Currently, the city’s development code limits the height of freeway signage to 25 feet for both city streets and the freeway corridor. As detailed in a report presented to city staff, council members have discussed loosening the height requirements, as well as allowing electronic message boards, or electronic message centers, along the freeway.
Last July, according to the report, the council “conducted a workshop and reached a consensus to maintain the current Development Code restrictions regarding freeway-oriented billboards and to revisit the height restrictions for signs along the I-10 corridor.”
The report also provided a comparison between other cities in the Inland Empire and Yucaipa, which was the most restrictive in the bunch. At the low end is signage ceilings in Corona, which limits billboards along the freeway to 40 feet, while Rialto allows signs to reach 120 feet. In neighboring Redlands, signs are also limited to 25 feet but may be higher if they cannot be seen from a minimum of three tenths of a mile away. In that case, city personnel perform a “flag test” to determine the appropriate height.

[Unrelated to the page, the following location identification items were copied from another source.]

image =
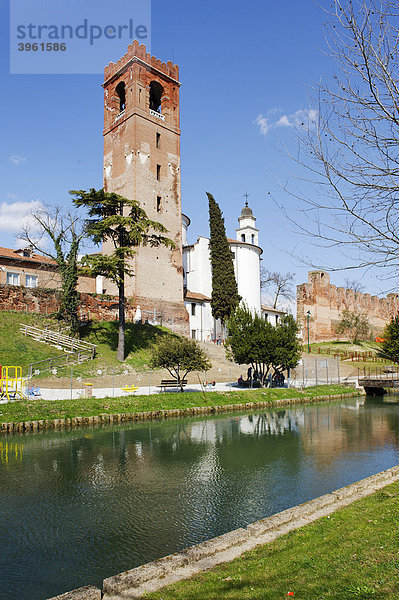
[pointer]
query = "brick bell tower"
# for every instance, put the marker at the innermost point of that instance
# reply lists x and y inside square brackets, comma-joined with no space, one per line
[142,162]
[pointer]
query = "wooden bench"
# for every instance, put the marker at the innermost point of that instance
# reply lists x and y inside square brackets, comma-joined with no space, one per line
[172,383]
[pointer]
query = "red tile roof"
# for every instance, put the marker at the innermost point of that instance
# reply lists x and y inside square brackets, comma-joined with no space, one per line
[18,256]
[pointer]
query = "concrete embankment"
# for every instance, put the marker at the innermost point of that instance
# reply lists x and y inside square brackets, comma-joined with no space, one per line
[182,565]
[115,419]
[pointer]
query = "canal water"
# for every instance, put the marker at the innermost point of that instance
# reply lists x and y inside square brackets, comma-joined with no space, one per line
[79,506]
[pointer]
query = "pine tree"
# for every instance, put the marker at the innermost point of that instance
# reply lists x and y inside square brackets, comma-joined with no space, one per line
[126,225]
[225,298]
[390,345]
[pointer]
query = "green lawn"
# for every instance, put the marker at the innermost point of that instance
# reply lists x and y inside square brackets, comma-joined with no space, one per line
[37,409]
[353,554]
[16,349]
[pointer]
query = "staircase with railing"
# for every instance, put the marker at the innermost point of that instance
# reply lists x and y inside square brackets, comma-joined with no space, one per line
[75,351]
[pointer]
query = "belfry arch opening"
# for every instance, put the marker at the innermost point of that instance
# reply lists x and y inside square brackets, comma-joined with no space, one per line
[121,93]
[156,93]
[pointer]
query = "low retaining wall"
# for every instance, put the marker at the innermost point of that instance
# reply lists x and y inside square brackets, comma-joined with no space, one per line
[182,565]
[106,419]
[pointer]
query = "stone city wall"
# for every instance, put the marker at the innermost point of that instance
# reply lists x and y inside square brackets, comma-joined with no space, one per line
[326,303]
[95,306]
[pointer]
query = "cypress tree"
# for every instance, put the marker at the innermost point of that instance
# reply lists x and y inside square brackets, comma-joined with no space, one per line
[225,298]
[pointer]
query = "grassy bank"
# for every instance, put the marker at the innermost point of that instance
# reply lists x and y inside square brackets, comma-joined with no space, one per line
[37,409]
[351,555]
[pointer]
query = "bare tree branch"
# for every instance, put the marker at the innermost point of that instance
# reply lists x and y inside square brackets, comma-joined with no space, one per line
[351,156]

City leaders have previously identified the freeway corridor as a site of future economic development. Both Yucaipa Mayor Bobby Duncan and Mayor Pro Tem David Avila have mentioned the area in plans for future growth opportunities.
“I’ve spoken about this before, and I’m glad to see it come back,” said Councilmember Denise Allen. “I really like what Redlands has done because I think it is then site specific and achieves the goal, which is that you want to be able to see the sign and what it says.”

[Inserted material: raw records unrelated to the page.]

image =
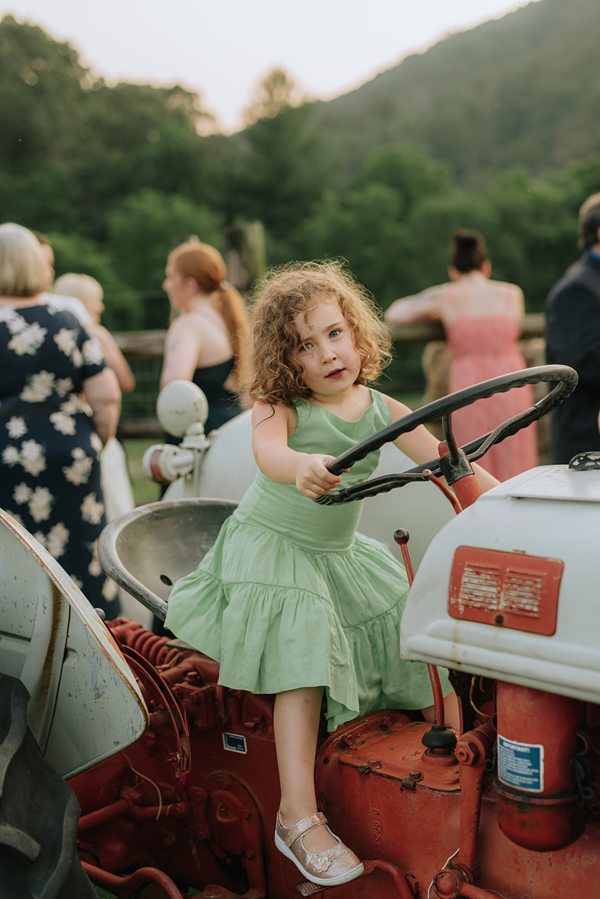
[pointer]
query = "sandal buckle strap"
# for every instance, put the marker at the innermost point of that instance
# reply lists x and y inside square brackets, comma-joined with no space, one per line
[301,827]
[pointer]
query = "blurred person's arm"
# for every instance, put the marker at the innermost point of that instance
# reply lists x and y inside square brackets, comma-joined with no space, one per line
[573,333]
[421,307]
[182,351]
[113,356]
[104,397]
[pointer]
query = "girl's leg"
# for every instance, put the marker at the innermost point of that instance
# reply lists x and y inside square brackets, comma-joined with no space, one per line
[296,726]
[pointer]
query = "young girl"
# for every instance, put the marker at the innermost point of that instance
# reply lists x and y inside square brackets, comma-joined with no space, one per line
[290,599]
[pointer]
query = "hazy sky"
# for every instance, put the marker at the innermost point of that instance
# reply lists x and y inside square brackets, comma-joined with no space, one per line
[223,48]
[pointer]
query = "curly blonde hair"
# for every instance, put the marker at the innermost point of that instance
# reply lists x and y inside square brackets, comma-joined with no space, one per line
[274,375]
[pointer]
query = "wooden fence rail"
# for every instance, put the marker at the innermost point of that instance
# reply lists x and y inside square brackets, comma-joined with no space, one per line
[144,350]
[149,344]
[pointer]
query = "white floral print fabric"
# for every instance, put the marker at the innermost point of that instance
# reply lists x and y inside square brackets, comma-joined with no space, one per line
[49,462]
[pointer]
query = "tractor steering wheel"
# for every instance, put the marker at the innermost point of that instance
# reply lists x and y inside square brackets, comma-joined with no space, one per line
[456,463]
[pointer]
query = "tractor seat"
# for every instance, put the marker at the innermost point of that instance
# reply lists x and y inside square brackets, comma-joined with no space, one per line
[150,548]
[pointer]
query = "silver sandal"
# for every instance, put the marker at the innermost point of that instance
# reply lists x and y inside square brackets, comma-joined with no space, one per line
[328,868]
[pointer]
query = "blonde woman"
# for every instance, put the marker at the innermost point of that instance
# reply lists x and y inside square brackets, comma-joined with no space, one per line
[49,439]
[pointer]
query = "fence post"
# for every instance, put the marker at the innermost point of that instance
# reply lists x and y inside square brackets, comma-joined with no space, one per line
[245,254]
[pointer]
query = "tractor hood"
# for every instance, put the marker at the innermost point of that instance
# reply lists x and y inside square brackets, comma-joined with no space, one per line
[509,589]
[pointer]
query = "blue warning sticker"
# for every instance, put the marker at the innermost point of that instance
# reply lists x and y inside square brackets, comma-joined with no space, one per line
[235,743]
[521,765]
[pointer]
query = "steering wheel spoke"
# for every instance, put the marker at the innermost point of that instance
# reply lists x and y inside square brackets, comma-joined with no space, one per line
[562,378]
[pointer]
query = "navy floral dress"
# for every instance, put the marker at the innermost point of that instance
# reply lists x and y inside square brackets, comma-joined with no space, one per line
[49,450]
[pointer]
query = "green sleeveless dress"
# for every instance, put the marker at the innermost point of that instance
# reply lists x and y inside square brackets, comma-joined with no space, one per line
[290,595]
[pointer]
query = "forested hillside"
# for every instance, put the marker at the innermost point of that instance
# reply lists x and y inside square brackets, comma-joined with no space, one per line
[520,91]
[495,129]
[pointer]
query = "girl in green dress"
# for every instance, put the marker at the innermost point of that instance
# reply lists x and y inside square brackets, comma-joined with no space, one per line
[291,599]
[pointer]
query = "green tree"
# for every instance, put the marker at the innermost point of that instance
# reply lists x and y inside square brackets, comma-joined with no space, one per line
[142,232]
[41,87]
[275,92]
[282,166]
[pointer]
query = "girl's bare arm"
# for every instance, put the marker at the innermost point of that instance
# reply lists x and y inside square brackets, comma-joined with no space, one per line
[271,426]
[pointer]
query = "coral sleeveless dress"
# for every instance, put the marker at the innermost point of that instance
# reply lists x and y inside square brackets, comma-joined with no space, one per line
[290,595]
[485,347]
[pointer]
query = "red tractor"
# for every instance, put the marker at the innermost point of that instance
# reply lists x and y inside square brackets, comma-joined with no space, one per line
[505,597]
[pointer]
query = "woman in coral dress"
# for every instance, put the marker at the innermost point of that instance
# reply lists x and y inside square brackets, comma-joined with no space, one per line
[482,322]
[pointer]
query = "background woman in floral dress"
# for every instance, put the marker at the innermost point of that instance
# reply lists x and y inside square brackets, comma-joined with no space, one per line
[49,437]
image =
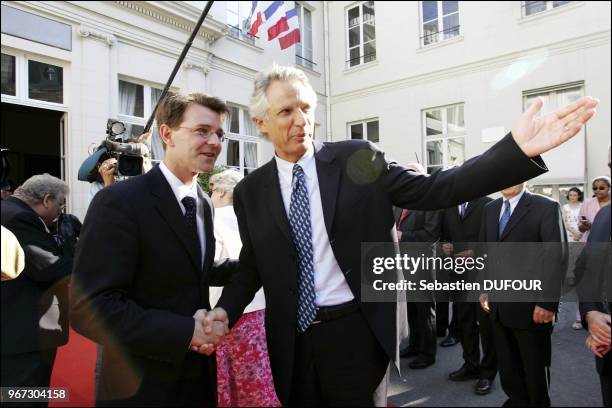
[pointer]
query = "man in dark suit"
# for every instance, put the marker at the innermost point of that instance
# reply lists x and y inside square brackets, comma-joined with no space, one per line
[593,268]
[302,219]
[460,227]
[35,304]
[521,331]
[420,227]
[144,264]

Councilmember Dick Riddell agreed. “I think we ought to keep the 25 foot standard, but also, considering the difference in topography, go with something similar to what Redlands is doing, but maybe put a maximum on that of 50 feet,” he said.
Duncan agreed with the case by case basis allowed by the “flag test” standard but indicated that he would be willing to have a cap higher than 50 feet. He mentioned the recent construction of the In-N-Out and Corky’s signs near the Yucaipa Boulevard exit and said he believed the sign should’ve been allowed to reach a higher height.
“They were asking for 65 feet and they really should’ve gotten 65 feet,” Duncan said. “When you’re coming westbound, because of that sound wall, you literally cannot see that sign until you are past that offramp.”
City staff received direction to present alternative options to change regulations on the freeway signage issue, including measures for readability such as visibility and size of the sign.